Robert Eversz

Robert Eversz

Robert Eversz is the author of eight novels, including Shooting Elvis and Gypsy Hearts from Grove-Atlantic Press, Killing Paparazzi from MacMillan, and Burning Garbo, Digging James Dean, and Zero to the Bone from Simon & Schuster. His novels have been widely translated, with more than two-dozen foreign editions of his work in publication, and have been named to the “best” lists at the Washington Post, Oslo Aftenposten, Manchester Guardian, BookPage, January Magazine, and The Los Angeles Weekly. A graduate of the UCLA School of Theater, Film, and Television, Robert is a member of the permanent faculty of the Prague Summer Program, the longest-running study-abroad program for writers in the English language. He has served as the final judge for the Association of Writing Program’s Award Series in the Novel, and has been Visiting Professor and Writer in Residence at Western Michigan University and Hood College. The highlight of his many book tours is the time he appeared on the Norwegian equivalent of The Tonight Show with the world’s only Elvis impersonator from north of the Arctic Circle.

What excites you about writing? How has it affected your life?

I think of writing as a way of life, the way I choose to experience both real and imagined worlds. Like reading, writing is a way of dissolving the barriers of the self, to explore what it’s like to be someone else, someone who may share many of my character traits or none at all. Today, I might imagine a story through the lens of a twenty-something striver with few moral scruples; tomorrow, I might project myself into the mind of an astral traveler out to save the world. There are few things more exciting to me than the empathic bond between writer and character. This is why I teach that character is structure, that stories are created when characters react to events that confront them. What happens when fictional characters are tossed into the maelstrom of difficult moral choices? This is what keeps me on the edge of my seat as I write—and as I read.

What mindset does a writer need to continue to grow and learn? 

Every writer whose art remains alive is still learning about the craft. Each blank page presents a new challenge, and the challenge defeats the writer often enough to keep the outcome in perpetual doubt. Most likely none of us will ever reach the moment of satori in which every word we inscribe is the perfect one for that moment. To write is to ride parallel lines that may meet on the horizon, but never right in front of you.

If you’re growing as a writer, the manuscript you finished two weeks ago no longer completely represents where you are as a writer now. This makes some writers compulsive rewriters, revising again and again until the work is published. You need a second draft to incorporate what you’ve learned in the process of writing the first draft, and you need a third draft to tie together lessons learned while writing the second draft. No amount of improved technique, however, can replace the white-hot moment of creation, so wherever you are in the process, you’ll need to find that moment again and write from the center of it.

Remember, the things you’re struggling with today will be second nature to you tomorrow. Tomorrow, however, you’ll be dealing with a whole new level of issues.

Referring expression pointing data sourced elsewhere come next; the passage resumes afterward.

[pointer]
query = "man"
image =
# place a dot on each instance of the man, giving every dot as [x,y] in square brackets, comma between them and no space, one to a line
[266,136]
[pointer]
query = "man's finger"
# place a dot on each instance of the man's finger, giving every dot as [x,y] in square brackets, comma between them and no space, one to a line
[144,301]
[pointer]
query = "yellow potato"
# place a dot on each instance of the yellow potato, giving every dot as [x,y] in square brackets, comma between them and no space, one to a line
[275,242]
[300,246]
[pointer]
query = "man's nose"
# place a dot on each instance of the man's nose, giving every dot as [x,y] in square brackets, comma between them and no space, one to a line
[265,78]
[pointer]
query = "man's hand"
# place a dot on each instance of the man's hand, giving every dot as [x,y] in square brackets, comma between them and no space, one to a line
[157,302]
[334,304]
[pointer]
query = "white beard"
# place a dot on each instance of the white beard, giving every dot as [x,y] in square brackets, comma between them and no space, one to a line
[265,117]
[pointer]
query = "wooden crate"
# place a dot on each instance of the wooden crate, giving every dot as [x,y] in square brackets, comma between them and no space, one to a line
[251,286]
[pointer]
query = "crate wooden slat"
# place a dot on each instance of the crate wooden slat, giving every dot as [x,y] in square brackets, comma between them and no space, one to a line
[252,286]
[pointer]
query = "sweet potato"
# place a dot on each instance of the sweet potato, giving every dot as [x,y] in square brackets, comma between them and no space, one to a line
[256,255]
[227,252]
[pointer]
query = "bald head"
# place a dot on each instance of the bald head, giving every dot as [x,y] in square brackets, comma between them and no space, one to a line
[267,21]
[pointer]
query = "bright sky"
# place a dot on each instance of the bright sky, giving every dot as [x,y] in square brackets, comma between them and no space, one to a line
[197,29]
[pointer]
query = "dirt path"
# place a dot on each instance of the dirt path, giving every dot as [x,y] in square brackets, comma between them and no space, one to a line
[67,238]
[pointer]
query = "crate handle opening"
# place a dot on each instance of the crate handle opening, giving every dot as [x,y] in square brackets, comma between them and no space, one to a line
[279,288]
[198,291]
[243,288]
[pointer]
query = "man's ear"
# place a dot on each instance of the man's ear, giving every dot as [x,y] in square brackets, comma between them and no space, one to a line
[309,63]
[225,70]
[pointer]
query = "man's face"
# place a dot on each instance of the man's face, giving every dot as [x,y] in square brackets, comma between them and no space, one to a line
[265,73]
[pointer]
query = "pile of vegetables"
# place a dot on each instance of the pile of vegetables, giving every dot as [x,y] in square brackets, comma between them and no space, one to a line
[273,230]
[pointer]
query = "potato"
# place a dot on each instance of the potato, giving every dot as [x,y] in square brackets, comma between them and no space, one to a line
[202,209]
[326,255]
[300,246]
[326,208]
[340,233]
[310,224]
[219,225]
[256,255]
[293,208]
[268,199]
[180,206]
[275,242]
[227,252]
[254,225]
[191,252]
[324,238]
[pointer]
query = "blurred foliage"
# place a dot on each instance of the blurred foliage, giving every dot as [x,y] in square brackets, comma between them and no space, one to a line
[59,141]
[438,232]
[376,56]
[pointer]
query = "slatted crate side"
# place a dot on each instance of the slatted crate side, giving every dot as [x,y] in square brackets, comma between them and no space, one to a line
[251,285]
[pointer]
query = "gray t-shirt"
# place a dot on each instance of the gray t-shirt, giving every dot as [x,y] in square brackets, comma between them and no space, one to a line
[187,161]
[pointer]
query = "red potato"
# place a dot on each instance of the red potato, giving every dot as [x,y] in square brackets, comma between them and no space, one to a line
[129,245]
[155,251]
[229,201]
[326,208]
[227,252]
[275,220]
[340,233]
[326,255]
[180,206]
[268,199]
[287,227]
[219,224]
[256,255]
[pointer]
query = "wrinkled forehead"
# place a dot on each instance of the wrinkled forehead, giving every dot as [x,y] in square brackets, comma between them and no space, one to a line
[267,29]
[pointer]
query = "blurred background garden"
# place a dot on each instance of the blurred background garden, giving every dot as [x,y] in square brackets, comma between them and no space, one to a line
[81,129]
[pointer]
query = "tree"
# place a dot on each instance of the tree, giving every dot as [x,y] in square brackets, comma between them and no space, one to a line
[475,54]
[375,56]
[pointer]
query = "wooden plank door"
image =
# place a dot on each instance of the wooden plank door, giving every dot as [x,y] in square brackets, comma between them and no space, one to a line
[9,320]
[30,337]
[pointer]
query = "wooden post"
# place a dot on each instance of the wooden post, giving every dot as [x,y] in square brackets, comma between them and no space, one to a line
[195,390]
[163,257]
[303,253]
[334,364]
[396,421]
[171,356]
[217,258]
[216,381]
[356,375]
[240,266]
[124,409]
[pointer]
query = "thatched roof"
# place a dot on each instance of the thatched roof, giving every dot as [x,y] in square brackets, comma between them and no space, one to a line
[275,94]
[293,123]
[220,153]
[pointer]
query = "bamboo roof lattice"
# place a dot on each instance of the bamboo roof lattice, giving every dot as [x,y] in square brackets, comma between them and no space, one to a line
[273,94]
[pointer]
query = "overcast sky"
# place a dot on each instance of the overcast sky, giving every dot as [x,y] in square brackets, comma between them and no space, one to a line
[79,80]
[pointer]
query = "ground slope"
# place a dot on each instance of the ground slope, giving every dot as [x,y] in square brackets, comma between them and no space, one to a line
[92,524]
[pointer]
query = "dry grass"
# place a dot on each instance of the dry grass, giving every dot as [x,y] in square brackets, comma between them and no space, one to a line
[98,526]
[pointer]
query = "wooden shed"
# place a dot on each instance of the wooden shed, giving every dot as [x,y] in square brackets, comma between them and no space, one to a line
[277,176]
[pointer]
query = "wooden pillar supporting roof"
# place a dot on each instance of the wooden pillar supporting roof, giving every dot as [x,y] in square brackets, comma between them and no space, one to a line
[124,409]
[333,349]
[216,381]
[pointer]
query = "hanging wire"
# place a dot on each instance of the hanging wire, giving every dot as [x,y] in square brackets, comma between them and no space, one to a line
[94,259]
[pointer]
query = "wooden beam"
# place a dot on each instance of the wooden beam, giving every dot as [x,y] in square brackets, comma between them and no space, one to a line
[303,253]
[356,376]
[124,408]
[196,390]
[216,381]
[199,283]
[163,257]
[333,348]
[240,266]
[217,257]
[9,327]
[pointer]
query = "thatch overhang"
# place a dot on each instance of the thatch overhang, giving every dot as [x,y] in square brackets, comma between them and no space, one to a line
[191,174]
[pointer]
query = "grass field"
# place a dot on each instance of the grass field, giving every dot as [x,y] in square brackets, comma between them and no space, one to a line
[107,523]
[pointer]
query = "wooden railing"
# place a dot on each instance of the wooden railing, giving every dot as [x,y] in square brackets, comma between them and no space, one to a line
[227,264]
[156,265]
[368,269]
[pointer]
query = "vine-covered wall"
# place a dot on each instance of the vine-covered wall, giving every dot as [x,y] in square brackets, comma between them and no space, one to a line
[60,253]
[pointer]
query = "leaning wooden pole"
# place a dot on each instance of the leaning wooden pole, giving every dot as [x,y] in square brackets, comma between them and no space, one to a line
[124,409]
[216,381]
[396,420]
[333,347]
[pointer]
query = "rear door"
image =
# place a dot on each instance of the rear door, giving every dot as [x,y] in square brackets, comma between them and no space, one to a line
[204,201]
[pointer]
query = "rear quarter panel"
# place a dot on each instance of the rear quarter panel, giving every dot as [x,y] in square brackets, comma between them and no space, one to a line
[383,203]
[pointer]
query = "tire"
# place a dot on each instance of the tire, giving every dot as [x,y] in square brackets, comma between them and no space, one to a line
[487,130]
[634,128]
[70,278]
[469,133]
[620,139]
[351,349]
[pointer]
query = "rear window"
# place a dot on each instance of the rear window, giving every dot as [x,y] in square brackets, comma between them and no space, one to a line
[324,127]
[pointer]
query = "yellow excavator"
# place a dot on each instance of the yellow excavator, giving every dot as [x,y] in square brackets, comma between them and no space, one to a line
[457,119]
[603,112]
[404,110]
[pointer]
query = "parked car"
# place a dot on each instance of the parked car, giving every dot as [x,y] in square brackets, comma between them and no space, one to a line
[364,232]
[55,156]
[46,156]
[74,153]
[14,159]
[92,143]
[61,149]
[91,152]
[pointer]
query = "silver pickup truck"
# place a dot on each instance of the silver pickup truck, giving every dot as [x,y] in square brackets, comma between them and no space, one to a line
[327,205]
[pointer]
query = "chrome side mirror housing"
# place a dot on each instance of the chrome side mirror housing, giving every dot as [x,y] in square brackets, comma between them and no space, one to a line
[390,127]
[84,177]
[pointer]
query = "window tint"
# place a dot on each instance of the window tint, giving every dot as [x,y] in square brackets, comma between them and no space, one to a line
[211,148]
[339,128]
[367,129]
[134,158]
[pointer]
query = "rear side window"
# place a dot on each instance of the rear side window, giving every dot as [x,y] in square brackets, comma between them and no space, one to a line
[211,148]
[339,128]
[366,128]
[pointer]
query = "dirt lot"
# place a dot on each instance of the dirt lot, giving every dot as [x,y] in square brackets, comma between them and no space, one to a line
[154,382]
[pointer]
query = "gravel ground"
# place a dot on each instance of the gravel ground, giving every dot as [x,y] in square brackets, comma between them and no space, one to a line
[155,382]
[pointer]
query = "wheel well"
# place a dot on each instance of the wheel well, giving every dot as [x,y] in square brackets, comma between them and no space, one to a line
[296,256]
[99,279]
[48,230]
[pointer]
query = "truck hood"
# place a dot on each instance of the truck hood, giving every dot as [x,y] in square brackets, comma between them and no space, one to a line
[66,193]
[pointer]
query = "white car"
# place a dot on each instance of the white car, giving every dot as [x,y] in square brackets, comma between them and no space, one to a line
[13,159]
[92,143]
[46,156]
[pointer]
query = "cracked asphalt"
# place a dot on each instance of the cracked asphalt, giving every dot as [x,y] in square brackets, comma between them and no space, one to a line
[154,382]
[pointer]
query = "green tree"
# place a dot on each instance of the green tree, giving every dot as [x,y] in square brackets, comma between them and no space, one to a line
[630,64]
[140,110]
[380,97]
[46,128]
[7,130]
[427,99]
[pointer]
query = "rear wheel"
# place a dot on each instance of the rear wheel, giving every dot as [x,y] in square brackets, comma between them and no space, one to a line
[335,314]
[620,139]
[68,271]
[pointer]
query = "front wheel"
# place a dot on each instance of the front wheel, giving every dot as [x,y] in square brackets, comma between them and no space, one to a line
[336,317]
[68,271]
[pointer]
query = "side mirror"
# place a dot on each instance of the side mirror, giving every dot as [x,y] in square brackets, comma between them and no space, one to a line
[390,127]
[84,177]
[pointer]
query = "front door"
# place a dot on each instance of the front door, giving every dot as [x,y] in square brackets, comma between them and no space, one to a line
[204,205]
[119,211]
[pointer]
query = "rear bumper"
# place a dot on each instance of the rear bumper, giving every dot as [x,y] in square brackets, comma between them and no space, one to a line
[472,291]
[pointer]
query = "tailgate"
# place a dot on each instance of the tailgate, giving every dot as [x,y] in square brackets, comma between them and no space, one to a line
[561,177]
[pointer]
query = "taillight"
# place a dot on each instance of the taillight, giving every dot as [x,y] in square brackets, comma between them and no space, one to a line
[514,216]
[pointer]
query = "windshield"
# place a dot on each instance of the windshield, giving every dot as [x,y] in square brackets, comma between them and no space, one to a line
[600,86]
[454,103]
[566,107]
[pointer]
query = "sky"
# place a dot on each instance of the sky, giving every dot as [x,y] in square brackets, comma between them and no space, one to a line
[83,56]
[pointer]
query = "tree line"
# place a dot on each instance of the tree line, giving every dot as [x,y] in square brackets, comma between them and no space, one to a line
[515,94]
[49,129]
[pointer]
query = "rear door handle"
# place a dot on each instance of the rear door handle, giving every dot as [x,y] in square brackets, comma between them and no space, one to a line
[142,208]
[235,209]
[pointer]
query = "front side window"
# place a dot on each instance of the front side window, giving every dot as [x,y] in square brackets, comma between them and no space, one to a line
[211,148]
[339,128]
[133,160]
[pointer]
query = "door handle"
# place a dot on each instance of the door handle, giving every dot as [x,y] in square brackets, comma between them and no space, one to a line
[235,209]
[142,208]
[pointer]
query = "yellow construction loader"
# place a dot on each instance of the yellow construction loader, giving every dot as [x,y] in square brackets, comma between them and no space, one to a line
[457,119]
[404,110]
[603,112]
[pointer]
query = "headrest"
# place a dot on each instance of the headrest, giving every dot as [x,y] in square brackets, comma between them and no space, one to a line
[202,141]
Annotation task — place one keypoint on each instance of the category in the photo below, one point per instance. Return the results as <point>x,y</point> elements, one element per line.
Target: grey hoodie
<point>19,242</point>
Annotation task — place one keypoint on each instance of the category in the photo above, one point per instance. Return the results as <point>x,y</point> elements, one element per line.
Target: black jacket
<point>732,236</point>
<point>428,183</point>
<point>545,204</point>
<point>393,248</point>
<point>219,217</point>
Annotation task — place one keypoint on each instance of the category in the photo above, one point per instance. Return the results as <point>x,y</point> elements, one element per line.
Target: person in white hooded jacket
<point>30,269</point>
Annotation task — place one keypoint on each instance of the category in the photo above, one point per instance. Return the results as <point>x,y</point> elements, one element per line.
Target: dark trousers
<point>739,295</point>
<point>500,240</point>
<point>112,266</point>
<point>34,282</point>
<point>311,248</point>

What makes a good writing mentor?

Let’s think for a moment about the role of the teacher/mentor in myth. Joseph Campbell and other scholars in cultural anthropology, as well as philosopher-psychologists such as Carl Jung, have identified the archetype of the guide/mentor in quest stories and myths. The role of the mentor in quest stories isn’t limited to teaching the hero specific technical skills needed to fulfill the quest. Though that may be involved, the mentor also helps the hero understand their true heroic nature, convincing them that they’re destined or ready to fulfill the quest.

A mentor should teach students specific technical skills, but should also serve as a guide to help writers find within themselves the components they’ll need to complete their quest, and those components won’t always be purely technical. It’s important to help writers connect with their subconscious, which is where most will find the answers to their deeper creative problems.

In one sense, the adage that you can’t teach voice is correct. No one can impart voice to a writer in the same way one might a set of technical instructions. But a mentor should know how to listen, and what to listen for, and then to tell the writer where the voice sounds strong and true. Rather than teaching voice, a mentor helps the writer identify and develop their voice into something uniquely their own.

What is your style of feedback?

I react to a story line by line and scene by scene when I review a manuscript, jotting down my comments in Track Changes as I engage the text. This gives the writer real-time, dynamic reactions to sentences, characters, and story development. Though I don’t copy edit, I’ll line edit work until I’m confident that the writer understands the problems and can correct further instances as they occur.

A good critique identifies strengths in a story as well as weaknesses. If I love something, I won’t be stinting in my praise, whether it’s a witty line or smartly conceived plot turn. Writers need encouragement, but more importantly, they learn how to write a story according to what’s working, as well as to what’s not.